More than 200 parents and children took part in a ‘read-in outside the Royal Albert Hall on Saturday as part of a protest against Israel’s ongoing genocide in Gaza.

The event, organised by Parents For Palestine, was inspired by an action which first took place simultaneously in Gaza and the West Bank in 2014. Youth groups there organised ‘reading chains’ to learn about the history of Palestine and unify the segregated communities living under apartheid.

Palestine 2014 (Source: Parents For Palestine)

On the day of the 17th Feb national march for Palestine, attracting up to quarter of a million people, parents and carers gathered together with children and sat in the road outside the Royal Albert Hall, sharing poems and readings about Palestine.
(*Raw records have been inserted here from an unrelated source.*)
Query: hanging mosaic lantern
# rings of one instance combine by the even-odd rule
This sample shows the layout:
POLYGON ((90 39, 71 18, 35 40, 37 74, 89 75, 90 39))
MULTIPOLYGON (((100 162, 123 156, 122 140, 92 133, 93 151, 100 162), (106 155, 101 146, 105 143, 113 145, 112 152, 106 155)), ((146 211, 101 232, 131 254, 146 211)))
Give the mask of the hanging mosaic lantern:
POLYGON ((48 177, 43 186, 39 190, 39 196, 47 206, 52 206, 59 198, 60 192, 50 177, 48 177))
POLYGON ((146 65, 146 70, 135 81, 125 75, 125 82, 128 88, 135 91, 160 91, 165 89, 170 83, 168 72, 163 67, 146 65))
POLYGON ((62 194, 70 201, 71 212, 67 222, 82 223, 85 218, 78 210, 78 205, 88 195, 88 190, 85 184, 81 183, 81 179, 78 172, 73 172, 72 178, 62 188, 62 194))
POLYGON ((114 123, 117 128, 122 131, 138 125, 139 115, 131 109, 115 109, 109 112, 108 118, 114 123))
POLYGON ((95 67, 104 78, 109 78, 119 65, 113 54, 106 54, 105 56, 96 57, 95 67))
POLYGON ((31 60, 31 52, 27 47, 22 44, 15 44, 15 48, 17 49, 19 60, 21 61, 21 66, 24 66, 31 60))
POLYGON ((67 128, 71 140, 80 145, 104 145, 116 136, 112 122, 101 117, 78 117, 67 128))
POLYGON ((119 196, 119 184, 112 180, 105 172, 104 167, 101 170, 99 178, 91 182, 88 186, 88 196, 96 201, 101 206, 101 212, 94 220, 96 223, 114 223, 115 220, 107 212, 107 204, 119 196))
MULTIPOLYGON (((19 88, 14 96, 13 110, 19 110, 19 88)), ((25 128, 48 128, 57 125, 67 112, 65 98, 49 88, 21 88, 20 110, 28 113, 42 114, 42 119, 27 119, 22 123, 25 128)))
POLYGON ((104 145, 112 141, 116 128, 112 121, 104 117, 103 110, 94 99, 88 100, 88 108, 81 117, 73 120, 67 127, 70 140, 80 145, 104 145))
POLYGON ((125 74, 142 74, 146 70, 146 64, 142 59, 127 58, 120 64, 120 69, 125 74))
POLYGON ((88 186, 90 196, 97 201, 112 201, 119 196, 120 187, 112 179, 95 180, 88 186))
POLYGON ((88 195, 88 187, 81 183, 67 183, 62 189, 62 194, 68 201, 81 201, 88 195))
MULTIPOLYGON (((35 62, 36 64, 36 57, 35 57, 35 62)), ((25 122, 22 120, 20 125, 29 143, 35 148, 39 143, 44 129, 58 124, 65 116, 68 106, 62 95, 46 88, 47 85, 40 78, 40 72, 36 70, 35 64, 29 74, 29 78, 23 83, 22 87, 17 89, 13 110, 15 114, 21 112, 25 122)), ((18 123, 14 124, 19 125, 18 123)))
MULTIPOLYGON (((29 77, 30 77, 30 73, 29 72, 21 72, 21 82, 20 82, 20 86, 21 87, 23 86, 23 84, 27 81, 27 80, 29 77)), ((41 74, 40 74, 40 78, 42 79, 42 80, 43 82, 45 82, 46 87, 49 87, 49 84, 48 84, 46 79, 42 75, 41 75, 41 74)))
As the march, which began at Marble Arch, approached, they stood to one side, and some joined in while others carried on talking, sharing food and creating art with community craft group Birds of Gaza.

Parents For Palestine have carried out several actions since the war on Gaza began, and their mission is to provide a safe environment for children to learn and understand the history of Palestine, aware that young people pick up on the grief and anger of their carers and offering a path for them to understand why.
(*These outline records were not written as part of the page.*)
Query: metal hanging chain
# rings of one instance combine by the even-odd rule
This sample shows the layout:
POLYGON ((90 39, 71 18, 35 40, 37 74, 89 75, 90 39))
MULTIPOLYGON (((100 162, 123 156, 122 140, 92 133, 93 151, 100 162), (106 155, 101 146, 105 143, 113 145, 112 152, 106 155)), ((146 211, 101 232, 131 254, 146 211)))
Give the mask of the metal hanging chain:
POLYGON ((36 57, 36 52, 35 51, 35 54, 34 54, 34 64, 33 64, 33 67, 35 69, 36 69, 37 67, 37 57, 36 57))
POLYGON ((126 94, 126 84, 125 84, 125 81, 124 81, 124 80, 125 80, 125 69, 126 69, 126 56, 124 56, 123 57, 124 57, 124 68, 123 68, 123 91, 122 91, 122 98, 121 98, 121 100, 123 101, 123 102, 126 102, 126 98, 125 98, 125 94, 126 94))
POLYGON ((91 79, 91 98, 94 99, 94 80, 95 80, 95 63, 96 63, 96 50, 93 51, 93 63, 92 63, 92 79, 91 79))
The Royal Albert Hall was chosen because it was on the route of the march and near the end point at the Israeli embassy, but also because the building has a long association with British colonial history. The Balfour Declaration which paved the way for the Nakba of 1948 was celebrated there on the 100th anniversary in 2017 and Zionists held meetings there in the years following.

Parents For Palestine chose the space to hold a peaceful assembly, but it does not mean they are not angry, and it does not mean that they don’t see the UK’s complicity in the current genocide.